DAVIS: Three days later, Binti decided to pick up a camera to document the protest. She soon became an activist herself. Early protests throughout Ferguson were peaceful. Then, residents say, others from areas outside of Ferguson started rioting and looting. The National Guard was called in, tear gas was used, and businesses were burnt to the ground.
MACC WALKER: People was traveling all around the world - coming from all around the world to our city to tear it up.
DAVIS: That's Macc Walker, a Ferguson resident who moved to the city with his family just three months before Brown was killed.
WALKER: It was not the people that's lived on an everyday basis. You don't think we enjoyed going to that QuikTrip? You don't think we enjoyed walking to the stores that we can't walk to anymore? - have to drive two miles to get gas. I don't think anybody wanted that to happen.
DAVIS: In the following months, a grand jury decided not to indict Officer Wilson for the killing of Michael Brown Jr. Soon after, an investigation by the U.S. Department of Justice found that Ferguson police were disproportionately pulling over African Americans during traffic stops, and the city's budget was swelling from those fines. A report by Missouri's attorney general shows the disparity of traffic stops for African Americans has actually increased in Ferguson from 2014 to 2018.
Following Brown's death, the civic group formed out of the Ferguson Commission came up with 47 priorities to solve the city's racial inequity. So far, the group says only five have been met. Former St. Louis Metropolitan Police Chief Daniel Isom was on the commission. He says while reforms like increasing police training standards are underway, there is still much more that needs to be done.
DANIEL ISOM: The reality is that there are some systemic problems from a social or economic - educational problems - that I think are the bigger and more thornier issues that we need to address.
DAVIS: As reforms continue to roll out, new businesses have been opening up throughout the city.
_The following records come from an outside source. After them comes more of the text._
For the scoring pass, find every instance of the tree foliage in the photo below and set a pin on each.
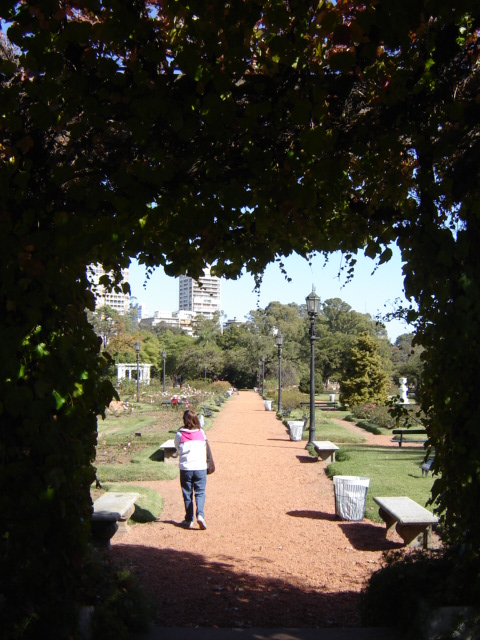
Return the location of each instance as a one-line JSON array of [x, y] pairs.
[[229, 134], [364, 377]]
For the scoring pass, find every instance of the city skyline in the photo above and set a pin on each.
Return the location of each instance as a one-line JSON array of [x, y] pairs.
[[367, 292]]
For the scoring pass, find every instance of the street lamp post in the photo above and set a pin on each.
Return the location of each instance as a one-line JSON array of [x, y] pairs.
[[137, 349], [313, 307], [263, 375], [279, 342], [164, 356]]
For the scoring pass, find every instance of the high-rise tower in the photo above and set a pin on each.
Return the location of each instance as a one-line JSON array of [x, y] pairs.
[[202, 296], [120, 302]]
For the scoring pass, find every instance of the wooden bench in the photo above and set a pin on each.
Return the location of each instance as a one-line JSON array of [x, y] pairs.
[[406, 432], [169, 450], [325, 405], [412, 522], [325, 449], [111, 512]]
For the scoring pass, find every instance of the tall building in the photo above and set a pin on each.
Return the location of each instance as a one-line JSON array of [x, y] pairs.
[[202, 296], [120, 302]]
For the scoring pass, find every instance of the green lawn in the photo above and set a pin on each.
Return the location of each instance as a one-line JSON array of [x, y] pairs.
[[392, 472]]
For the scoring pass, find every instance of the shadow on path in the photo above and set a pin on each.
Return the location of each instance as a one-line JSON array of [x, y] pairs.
[[218, 594]]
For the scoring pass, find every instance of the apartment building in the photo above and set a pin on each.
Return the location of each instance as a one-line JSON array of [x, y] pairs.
[[203, 297], [120, 302]]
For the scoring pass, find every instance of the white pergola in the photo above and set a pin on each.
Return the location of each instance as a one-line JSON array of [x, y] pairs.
[[124, 370]]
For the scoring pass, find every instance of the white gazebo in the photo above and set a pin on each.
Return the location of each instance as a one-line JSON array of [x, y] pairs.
[[124, 370]]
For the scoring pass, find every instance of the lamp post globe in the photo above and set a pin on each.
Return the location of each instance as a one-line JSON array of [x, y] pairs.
[[313, 307], [279, 343]]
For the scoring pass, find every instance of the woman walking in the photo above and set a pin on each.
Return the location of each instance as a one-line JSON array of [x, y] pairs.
[[190, 442]]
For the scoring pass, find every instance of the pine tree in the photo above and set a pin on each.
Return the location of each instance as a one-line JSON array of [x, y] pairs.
[[365, 378]]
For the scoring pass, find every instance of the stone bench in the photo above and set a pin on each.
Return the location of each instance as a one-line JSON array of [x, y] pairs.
[[412, 522], [169, 450], [325, 449], [111, 512], [407, 432]]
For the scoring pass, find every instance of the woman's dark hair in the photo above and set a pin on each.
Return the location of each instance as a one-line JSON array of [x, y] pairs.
[[190, 420]]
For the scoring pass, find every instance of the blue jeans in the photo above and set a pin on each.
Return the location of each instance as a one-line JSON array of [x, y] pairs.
[[193, 483]]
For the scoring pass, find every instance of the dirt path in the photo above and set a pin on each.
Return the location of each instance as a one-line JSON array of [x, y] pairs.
[[274, 553]]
That's partly why Walker's family decided to stay in Ferguson. His sister Myrless Jones is excited about some of the changes.
MYRLESS JONES: As the community - yeah, we're starting to come together and start new projects and, you know, do different things in a community. Like, they have a Boys and Girls Club that's coming. I'm really excited about that - like, really excited. I mean, yeah, it has got better. It takes time.
DAVIS: Ferguson also changed how some people express themselves. Aziza Binti says that's especially true for her.
BINTI: Since I could get killed at any time, to hell with it. I'm going to be as blackity (ph) black, black, extra black with black on the side as I want to be.
DAVIS: Michael Brown Jr.'s death continues to impact people here. Five years later, his father is asking St. Louis County prosecutors to reopen the case as activists continue to debate policing policies and practices.